The publishing house he was inextricably linked to was Adelphi which he joined aged nineteen and never left. He didn’t need to because he helped make Adelphi one of the most admired and successful independent publishing houses in the world.
I found Roberto intimidating when we first met. Part of me always did because intellectually he was orbiting me at such a distance. And even being called a publisher made me feel like an imposter of sorts when compared to Roberto—for Roberto was the real deal, a publisher who was fluent in half a dozen languages, whose knowledge extended into so many areas it made me dizzy, whose appreciation of art, film, politics and culture was so refined, whose understanding of publishing was so subtle and nuanced.
But his erudition rarely shrouded his impish and maverick qualities, his mischievous sense of humour, his insatiable curiosity, his openness to new ideas. He was great company because he could discourse on such a wide range of subjects and he was refreshingly down to earth considering how high-minded he could have been. And he was a true Epicurean.

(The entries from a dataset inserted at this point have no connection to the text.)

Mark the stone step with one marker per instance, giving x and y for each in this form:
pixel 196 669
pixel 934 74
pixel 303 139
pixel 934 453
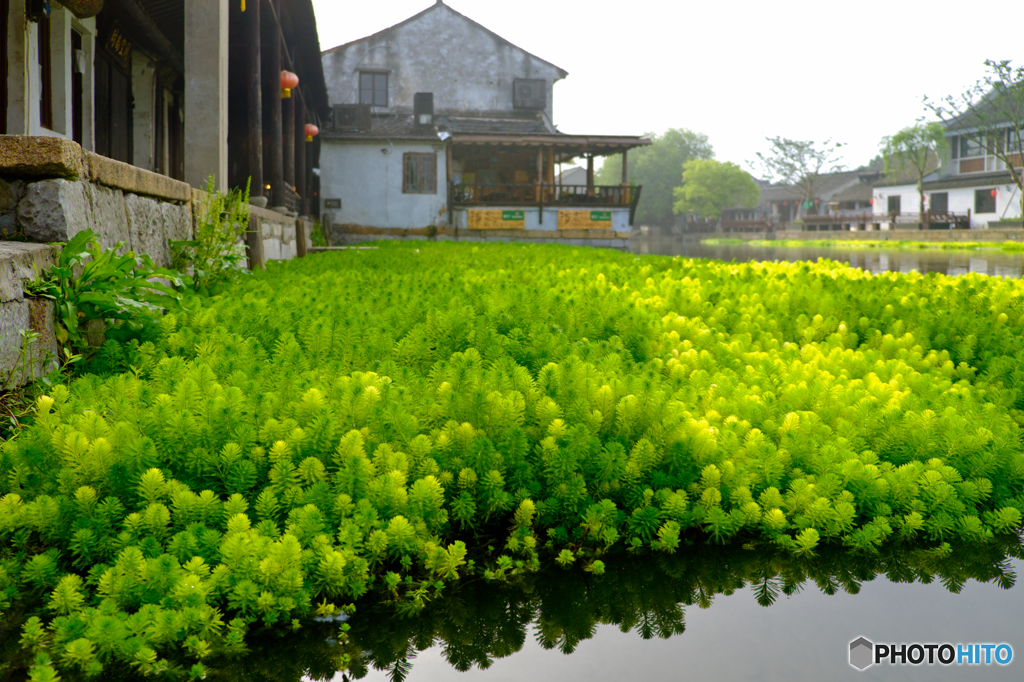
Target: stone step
pixel 19 365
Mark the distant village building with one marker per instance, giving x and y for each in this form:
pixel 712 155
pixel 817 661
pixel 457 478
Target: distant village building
pixel 438 122
pixel 972 182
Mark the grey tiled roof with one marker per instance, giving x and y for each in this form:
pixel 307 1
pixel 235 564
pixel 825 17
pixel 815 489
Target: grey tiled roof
pixel 459 124
pixel 403 127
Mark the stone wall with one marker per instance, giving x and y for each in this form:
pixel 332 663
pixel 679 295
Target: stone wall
pixel 50 189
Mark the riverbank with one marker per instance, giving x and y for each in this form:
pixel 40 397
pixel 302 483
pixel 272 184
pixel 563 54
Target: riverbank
pixel 1008 246
pixel 891 236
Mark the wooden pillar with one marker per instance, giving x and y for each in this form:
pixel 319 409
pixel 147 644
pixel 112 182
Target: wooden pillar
pixel 540 172
pixel 288 137
pixel 254 99
pixel 272 135
pixel 450 175
pixel 300 239
pixel 254 243
pixel 206 92
pixel 301 171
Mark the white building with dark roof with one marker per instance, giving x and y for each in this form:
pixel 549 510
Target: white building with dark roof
pixel 439 123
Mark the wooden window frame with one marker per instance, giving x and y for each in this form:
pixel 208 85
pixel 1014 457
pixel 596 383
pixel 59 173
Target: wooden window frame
pixel 417 182
pixel 43 44
pixel 374 90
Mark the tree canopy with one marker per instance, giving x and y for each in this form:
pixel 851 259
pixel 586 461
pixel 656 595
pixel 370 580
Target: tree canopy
pixel 915 147
pixel 657 169
pixel 991 114
pixel 800 164
pixel 712 186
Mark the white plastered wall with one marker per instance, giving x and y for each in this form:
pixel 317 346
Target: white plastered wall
pixel 368 179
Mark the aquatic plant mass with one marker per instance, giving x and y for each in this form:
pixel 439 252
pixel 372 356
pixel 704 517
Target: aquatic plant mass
pixel 388 423
pixel 1007 246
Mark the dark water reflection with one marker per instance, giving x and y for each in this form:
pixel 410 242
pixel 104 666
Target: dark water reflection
pixel 984 261
pixel 705 613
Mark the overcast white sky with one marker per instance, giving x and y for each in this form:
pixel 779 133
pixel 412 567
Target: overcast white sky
pixel 735 71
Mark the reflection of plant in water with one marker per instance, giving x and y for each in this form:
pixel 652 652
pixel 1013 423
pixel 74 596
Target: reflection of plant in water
pixel 481 622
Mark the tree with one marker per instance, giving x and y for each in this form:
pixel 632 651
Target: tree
pixel 711 186
pixel 991 114
pixel 656 168
pixel 914 147
pixel 801 164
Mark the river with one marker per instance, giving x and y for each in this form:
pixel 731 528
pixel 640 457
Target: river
pixel 947 261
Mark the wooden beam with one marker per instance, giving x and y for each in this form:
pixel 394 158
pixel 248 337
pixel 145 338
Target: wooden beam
pixel 272 134
pixel 165 49
pixel 254 99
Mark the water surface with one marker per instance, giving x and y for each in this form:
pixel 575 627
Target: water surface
pixel 984 261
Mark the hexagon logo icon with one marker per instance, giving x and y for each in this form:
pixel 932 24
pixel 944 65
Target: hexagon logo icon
pixel 861 653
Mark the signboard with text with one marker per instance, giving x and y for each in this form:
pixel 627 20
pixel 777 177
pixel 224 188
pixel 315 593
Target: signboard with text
pixel 497 219
pixel 585 219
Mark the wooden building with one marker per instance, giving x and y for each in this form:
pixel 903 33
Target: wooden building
pixel 184 88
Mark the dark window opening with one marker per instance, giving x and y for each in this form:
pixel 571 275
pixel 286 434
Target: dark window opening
pixel 45 73
pixel 971 147
pixel 984 202
pixel 5 12
pixel 76 87
pixel 113 111
pixel 419 173
pixel 373 89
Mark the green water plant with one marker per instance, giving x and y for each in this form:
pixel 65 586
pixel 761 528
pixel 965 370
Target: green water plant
pixel 386 423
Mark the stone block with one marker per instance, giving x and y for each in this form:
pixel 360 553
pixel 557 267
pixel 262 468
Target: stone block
pixel 145 228
pixel 20 261
pixel 177 221
pixel 110 216
pixel 271 249
pixel 124 176
pixel 28 156
pixel 54 210
pixel 19 364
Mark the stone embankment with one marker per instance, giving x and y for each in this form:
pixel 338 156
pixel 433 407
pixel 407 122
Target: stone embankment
pixel 51 188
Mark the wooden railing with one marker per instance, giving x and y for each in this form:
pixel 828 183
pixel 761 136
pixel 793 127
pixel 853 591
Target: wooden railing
pixel 929 219
pixel 541 195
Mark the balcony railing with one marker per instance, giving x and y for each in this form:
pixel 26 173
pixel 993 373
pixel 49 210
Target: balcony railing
pixel 507 194
pixel 929 219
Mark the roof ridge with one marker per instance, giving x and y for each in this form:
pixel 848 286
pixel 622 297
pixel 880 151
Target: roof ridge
pixel 437 5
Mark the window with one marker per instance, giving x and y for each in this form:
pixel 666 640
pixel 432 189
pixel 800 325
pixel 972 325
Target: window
pixel 971 147
pixel 373 89
pixel 984 202
pixel 419 173
pixel 45 73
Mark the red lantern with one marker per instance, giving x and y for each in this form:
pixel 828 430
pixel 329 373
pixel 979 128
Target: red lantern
pixel 288 81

One of my favourite Calasso stories, one I remember him telling me with great glee and gusto, is how he came to publish Sandor Marai, the Hungarian writer whose novel Embers became a global sensation twenty or so years ago and almost sixty years after it was first published. Roberto was in Paris, browsing in a second-hand bookshop when he came across a French translation of Embers from the 1950s. He didn’t know the novel but he thought it looked very interesting so he bought and read it. And he liked it so much that he contacted a Hungarian friend and asked him to read the novel in its original language as he wanted to get it translated into Italian. It was only when his friend alerted him to the fact that this French translation had taken terrible liberties with the original that Roberto realised the novel was even better than he had initially thought. So he acquired world rights in the novel, made the book a huge bestseller in Italy and proceeded to license it all around the world (it was translated beautifully into the English language by Carol Janeway) and it became a global bestseller as did a number of Marai’s other books which Roberto went on to publish.
In his own subsequent book, The Art of the Publisher, Roberto shares many of his insights and thoughts on the complex business and art that is making books, and since his death I have been rereading this seminal book and I have been hearing his unmistakable voice and it has been making me sad because I am never going to be in his presence again and I am never going to see his animated face and bright eyes or hear his wicked laugh. But I will never forget Roberto as long as I live because he made a huge mark on me, both as a reader and as a publisher. And I think he was one of the greatest publishers ever and I feel so lucky to have come into his orbit all the times that I did.
Thank you Roberto for brightening my world. And guiding me in ways that I only partially understand.